In the proof of Thm 4.11 (Riesz representation theorem) for $L^p$ spaces ($1 < p < \infty$), it says the following.
We consider the operator $T : L^{p'} \to (L^p)^*$ defined by $\langle Tu, f\rangle = \int uf$, $\forall u \in L^{p'}$ , $\forall f \in L^p$. The argument used in the proof of Theorem 4.10 shows that $$\Vert Tu \Vert _{(L^p)^*} = \Vert u\Vert_{p'} \quad \forall u \in L^{p'}.$$ We claim that $T$ is surjective. Indeed, let $E = T(L^{p'})$. Since $E$ is a closed subspace, it suffices to prove that $E$ is dense in $(L^p)^*$. Let $h \in (L^p)^{**}$ satisfy $\langle h, Tu \rangle = 0$ $ \forall u \in L^{p'}$. Since $L^p$ is reflexive, $h \in L^p$, and satisfies $\int uh = 0$ $\forall u \in L^{p'}$. Choosing $u = \vert h\vert^{p-2}h$, we see that $h = 0 $.

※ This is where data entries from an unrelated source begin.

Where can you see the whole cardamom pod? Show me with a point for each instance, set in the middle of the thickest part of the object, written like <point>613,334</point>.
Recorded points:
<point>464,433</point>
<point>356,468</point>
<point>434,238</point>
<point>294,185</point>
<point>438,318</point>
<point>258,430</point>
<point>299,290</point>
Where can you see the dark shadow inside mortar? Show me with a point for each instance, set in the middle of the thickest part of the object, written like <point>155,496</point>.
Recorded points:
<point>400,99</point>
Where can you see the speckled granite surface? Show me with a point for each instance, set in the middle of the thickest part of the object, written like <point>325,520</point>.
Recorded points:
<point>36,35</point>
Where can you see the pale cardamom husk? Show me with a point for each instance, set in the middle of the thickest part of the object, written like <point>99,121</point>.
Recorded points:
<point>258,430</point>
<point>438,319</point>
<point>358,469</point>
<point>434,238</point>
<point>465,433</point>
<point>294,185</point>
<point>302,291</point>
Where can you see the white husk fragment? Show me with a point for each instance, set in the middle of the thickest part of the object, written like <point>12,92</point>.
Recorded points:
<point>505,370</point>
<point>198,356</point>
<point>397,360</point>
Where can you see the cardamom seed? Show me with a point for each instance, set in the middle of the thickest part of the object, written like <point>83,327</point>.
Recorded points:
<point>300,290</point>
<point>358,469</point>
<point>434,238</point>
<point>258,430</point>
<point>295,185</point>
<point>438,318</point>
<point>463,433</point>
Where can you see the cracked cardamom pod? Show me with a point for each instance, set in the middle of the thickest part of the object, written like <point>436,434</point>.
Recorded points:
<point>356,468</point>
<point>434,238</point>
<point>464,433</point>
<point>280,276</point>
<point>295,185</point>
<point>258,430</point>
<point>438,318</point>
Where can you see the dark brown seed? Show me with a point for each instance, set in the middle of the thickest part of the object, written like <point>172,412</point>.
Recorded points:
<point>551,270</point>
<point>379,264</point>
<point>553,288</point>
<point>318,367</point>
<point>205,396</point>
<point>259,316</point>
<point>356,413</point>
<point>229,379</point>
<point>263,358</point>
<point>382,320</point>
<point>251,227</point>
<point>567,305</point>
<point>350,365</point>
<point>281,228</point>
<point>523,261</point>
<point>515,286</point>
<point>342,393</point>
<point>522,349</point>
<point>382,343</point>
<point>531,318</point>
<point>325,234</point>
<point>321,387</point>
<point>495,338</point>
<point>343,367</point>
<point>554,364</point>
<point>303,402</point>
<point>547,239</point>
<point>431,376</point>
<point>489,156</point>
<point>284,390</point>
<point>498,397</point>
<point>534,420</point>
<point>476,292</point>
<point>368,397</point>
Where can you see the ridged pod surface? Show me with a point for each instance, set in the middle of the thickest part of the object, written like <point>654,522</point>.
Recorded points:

Here, I think he says if any continuous linear functional on $ (L^p)^*$ which vanishes on $\overline{Y} \subset (L^p)^*$ vanishes on the whole $ (L^p)^*$, then $\overline{Y} = (L^p)^*$. To prove this, I tried proof by contradiction. In other words, if $\overline{Y} \neq (L^p)^*$, then there is a linear continuous functional which vanishes on $\overline{Y}$, but is not identically zero. To do that, I chose $x_0 \in (L^p)^* \setminus \overline{Y}$ and constructed the function $\gamma: \overline{Y} \oplus \mathbb{R}x\to \mathbb{R}$ by defining $\gamma (y+tx) = t$. If this functional is continuous, then I can extend this to $(L^p)^*$ by Hahn-Banach. However, I cannot show $\gamma$ is continuous. Could you help me with this? I'd appreciate any other method of tackling this. Thank you very much.